Sesi 'Masih-Ingat-Dosen-Ini?' juga gak kalah sadis. Di sesi ini kami mengungkap kebiasaan nyeleneh para dosen. Ada Pak Pamuntjak yang tubuhnya (lumayan tambun) selalu menutupi tulisannya sendiri di papan tulis hingga membuat kami ngelongok ke sana-sini. Pas udah kelihatan jelas, eh doi hapus tuh tulisan tanpa rasa bersalah. Belum lagi ngebayangin Pak Sembiring yang ngomongnya gak jelas secara sembiringan. Pak Rawuh, yang menurut Yani, pernah mengadu kekuatanVW kodoknya dengan angkot-angkot secara ia lupa jalur (Ingat Pak, Bandung bukan Amrik). Hwekekekek...

Situasi semakin memuncak saat kehadiran Lusi yang mulai tidak mengenali siapa teman, siapa lawan. Hayah! Dan ia merasa lebih tua di antara kami, padahal kita seangkatan, Lus. Asumsi Sugi: "Lo, lulus duluan sih... jadi sekarang merasa lebih tua." Gerrrr! Ada aja!

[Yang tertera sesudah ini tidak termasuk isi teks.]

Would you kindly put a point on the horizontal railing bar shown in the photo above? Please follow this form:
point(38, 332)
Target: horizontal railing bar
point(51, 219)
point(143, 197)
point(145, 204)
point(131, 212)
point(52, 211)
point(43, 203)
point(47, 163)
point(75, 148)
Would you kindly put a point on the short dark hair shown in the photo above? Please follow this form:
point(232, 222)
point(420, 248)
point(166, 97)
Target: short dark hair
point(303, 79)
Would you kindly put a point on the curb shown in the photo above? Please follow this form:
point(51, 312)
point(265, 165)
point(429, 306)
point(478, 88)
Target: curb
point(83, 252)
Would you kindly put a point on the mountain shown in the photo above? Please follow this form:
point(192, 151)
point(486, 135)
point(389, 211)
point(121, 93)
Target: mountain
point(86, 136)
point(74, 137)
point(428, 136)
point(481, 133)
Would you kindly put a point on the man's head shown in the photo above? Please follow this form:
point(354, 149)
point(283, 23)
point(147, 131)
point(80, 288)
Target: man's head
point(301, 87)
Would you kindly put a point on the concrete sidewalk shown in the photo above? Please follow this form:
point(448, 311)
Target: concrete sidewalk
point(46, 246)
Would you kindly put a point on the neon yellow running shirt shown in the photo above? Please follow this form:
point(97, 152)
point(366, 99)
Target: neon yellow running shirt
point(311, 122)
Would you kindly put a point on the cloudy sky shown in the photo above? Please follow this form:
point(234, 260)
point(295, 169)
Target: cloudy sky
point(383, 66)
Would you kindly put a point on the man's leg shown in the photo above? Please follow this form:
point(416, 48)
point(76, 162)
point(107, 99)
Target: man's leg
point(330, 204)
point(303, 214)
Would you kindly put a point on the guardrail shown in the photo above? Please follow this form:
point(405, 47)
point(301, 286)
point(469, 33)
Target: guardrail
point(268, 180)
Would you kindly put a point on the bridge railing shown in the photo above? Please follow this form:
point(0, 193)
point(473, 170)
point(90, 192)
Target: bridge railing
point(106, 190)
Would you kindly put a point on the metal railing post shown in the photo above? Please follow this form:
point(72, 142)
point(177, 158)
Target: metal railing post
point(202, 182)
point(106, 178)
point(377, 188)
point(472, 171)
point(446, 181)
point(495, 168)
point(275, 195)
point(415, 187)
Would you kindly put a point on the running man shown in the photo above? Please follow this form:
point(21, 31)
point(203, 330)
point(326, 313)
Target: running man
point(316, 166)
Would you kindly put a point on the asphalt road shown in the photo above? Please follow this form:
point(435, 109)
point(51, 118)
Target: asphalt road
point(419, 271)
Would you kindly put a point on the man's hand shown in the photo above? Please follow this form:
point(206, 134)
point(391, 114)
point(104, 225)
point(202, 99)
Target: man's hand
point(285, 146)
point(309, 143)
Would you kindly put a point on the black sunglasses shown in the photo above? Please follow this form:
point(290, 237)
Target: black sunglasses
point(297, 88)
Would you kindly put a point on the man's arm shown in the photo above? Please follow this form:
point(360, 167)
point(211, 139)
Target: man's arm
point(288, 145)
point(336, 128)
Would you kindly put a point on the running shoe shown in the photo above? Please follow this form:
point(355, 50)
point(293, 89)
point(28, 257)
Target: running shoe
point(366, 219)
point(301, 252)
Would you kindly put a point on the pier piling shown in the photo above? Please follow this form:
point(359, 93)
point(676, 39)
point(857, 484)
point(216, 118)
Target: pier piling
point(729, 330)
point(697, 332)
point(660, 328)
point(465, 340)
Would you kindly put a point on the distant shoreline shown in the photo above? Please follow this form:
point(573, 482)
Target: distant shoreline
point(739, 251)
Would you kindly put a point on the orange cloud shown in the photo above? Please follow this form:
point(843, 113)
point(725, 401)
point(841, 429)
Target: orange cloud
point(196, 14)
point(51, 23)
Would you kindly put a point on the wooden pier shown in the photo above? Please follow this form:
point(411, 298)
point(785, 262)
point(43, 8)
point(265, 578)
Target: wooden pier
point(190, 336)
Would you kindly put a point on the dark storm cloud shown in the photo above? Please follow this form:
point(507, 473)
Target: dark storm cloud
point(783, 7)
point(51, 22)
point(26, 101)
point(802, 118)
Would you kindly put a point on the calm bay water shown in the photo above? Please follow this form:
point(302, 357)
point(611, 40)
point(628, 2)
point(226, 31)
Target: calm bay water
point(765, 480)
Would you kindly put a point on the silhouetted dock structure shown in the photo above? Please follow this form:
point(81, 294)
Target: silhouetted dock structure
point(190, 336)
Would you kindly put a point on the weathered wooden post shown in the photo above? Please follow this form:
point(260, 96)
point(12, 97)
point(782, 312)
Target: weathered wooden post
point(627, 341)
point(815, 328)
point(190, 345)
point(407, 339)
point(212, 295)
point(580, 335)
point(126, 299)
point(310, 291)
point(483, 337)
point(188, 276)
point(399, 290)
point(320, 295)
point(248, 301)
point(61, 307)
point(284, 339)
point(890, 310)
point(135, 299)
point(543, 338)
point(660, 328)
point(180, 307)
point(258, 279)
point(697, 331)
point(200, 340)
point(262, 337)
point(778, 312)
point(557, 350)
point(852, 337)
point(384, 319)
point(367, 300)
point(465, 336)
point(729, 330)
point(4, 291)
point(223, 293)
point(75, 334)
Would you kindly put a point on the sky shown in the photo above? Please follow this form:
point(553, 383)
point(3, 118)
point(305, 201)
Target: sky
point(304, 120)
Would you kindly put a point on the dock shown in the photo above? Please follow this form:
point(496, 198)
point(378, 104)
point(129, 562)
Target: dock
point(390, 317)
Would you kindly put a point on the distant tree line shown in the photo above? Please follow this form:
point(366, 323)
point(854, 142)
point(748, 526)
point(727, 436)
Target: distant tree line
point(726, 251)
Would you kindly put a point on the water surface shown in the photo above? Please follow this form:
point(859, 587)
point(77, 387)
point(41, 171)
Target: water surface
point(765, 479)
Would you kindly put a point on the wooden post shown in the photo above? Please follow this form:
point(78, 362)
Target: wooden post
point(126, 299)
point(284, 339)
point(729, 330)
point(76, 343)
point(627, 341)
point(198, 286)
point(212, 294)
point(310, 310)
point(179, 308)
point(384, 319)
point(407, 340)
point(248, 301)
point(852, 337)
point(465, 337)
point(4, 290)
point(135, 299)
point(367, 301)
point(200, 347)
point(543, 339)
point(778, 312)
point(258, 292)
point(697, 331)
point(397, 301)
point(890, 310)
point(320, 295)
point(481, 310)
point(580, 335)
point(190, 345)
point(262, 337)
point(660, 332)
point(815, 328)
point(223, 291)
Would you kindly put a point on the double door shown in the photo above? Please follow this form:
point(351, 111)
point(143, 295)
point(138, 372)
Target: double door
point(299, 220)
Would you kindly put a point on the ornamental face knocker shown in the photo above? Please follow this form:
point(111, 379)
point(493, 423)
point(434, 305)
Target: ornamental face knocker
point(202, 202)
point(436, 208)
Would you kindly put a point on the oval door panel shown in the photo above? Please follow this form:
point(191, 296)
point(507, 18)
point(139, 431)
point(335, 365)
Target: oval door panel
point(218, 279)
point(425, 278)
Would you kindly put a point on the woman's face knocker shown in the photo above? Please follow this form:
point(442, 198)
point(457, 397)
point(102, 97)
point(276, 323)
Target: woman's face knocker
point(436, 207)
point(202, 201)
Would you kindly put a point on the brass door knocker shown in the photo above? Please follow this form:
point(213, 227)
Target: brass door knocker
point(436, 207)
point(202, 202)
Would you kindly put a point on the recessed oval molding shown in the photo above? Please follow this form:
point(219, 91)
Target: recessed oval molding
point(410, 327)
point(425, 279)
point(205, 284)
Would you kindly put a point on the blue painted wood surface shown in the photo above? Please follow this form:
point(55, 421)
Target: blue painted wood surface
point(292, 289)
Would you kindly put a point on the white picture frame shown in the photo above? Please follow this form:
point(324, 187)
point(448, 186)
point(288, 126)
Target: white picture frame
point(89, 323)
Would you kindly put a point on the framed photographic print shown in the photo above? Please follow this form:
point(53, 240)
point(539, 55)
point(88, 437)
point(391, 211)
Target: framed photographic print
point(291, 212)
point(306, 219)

Akhirnya, kami menyudahi perbuatan kami yang senonoh dan tak senonoh sebelum kami bertambah gila dan harus masuk lagi ke karantina.

Pemain kesebelasan:
Desimon - penyandang dana (Thanks, bro)
Sugi - pemicu tawa yang kagak ada matinya
Maman - celetukannya masih ampuh
Ahsan - "Ih, kenapa lho kok jadi kaya' gini?" asked Lusi.
Lusi - masih serius...
Novi - masih centil secentil Dian Sastro
Yani - petasan banting
Lani - mesam-mesem aja, jeung
Anita - tetap bijak aja
Gw - masih ... (oks)
Asep - lumayan tambun, mau nyaingi Desimon-tok!

Wednesday, September 17, 2008

Buku Kenangan = Friendster

Jaman dulu, waktu SMP atau SMA, kita sering punya buku yang isinya biodata lengkap teman kita atau kenalan baru. Buku ini bisa disebut buku kenangan atau buku memory atau nama-nama lain yang intinya serupa. Isi standarnya adalah nama, alamat, tanggal lahir, hobby, warna kesukaan dan yang gak kalah penting, di bagian akhir suka ada sebaris atau beberapa baris kalimat yang sering kita sebut kata-kata mutiara. Hwakakakakak...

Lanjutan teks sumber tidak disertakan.